Recherche et développement:

Hendrik Löbberding (au centre), responsable du projet, discute des résultats obtenus avec Markus Eckstein (à g.) et Marc Locke (à dr.).

World Solar Challange

Reconnu comme l’épreuve de véhicules solaires la plus difficile au monde, le World Solar Challenge se dispute en Australie. La 14e édition se déroulera du 8 au 15 octobre 2017 et mettra les voitures solaires au défi de rejoindre Adélaïde, au sud, depuis la ville de Darwin, au nord, en empruntant la fameuse Stuart Highway. Les concurrents devront ainsi traverser l’outback australien et parcourir une distance de 3 022 kilomètres en six jours. Tout au long du parcours, ils ne pourront rouler qu’entre 8 et 17 heures, pauses comprises, et devront respecter la vitesse moyenne de 65 km/h. Le règlement impose également aux pilotes d’emporter deux litres de boisson pour pouvoir supporter les températures locales de plus de 40 °C.

www.worldsolarchallenge.org

Depuis deux ans, ces étudiants issus de différentes disciplines universitaires préparent la course et conçoivent leur propre voiture solaire. Tout a commencé par un reportage sur le World Solar Challenge 2015, qui a fait germer l’idée d’une participation à l’épreuve. Partie de zéro, l’équipe s’est alors mis au travail, travaillant sans relâche dans leur modeste laboratoire avec un seul mot d’ordre : l’efficience. Car qu’il s’agisse de la résistance au roulement des pneumatiques, de la performance des batteries et des cellules photovoltaïques ou de l’utilisation des ressources financières disponibles, l’efficience est la clé du succès. Cette démarche n’est pas sans rappeler celle qui a prévalu pour la conception de la 919 Hybrid, le prototype LMP1 qui, en juin dernier, a triomphé aux 24 Heures du Mans pour la troisième année consécutive. Il était donc tout naturel que Porsche noue un partenariat avec les étudiants d’Aix-la-Chapelle. Le constructeur a apporté un soutien financier à l’équipe, mais aussi son expertise.

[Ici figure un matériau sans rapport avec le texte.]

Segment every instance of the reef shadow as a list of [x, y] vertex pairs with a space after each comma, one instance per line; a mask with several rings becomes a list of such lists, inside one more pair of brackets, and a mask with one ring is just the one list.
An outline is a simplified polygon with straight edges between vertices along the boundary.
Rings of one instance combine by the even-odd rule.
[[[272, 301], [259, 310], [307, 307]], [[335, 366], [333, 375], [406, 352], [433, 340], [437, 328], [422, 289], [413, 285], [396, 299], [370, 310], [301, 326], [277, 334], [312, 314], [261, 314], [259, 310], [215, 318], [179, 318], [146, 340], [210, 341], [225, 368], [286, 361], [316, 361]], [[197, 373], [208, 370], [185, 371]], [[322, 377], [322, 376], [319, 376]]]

Techniquement, les étudiants ont soigné leur copie. Leur voiture solaire repose sur un châssis tubulaire en acier sur lequel sont fixées toutes les composantes du véhicule et qui protège le pilote en cas de choc. La carrosserie en plastique renforcé de fibres de verre est profilée pour une aérodynamique optimale et intègre 260 cellules photovoltaïques en silicium réparties sur les 4 m² de sa surface supérieure, qui chargent le bloc de batterie lithium-ion développé sur mesure par l’équipe d’Aix-la-Chapelle. La batterie alimente le moteur-roue de 135 V de tension et 1,4 kW de puissance, à peine plus que celle d’un sèche-cheveux, qui suffit pourtant à propulser la voiture de moins de 200 kg à 135 km/h, une vitesse de pointe qui n’est cependant jamais atteinte en pratique. Avec une batterie chargée, la voiture solaire peut rouler quatre heures à une vitesse comprise entre 70 et 80 km/h, affichant ainsi une autonomie de plus de 300 kilomètres.

Dur à cuire:

Dur à cuire:

Le pilote Marc Locke doit entretenir sa forme physique, car en Australie, les températures peuvent atteindre 45 °C. Avant le début des essais, Christiane Rupp, étudiante, réalise les derniers réglages sur la voiture solaire.

La 919 Hybrid pour modèle

« Notre objectif premier, c’est de franchir la ligne d’arrivée », déclare Hendrik Löbberding, responsable du projet. « En 2015, nombreux sont ceux qui ont pris le départ du World Solar Challenge sans parvenir à finir la course. » Les étudiants ont donc tâché de s’y préparer au mieux, et ont bénéficié en cela du soutien de l’équipe LMP Porsche championne du monde d’endurance. Le constructeur a notamment contribué à résoudre le défi logistique des blocs de batterie, des composants hautement inflammables, et à l’obtention de données météorologiques précises. Porsche a également apporté sa pierre à l’édifice pour la récupération d’énergie : comme la 919 Hybrid, la voiture solaire récupère l’énergie cinétique au freinage. Des tests en soufflerie ont même été menés au Centre de développement de Weissach.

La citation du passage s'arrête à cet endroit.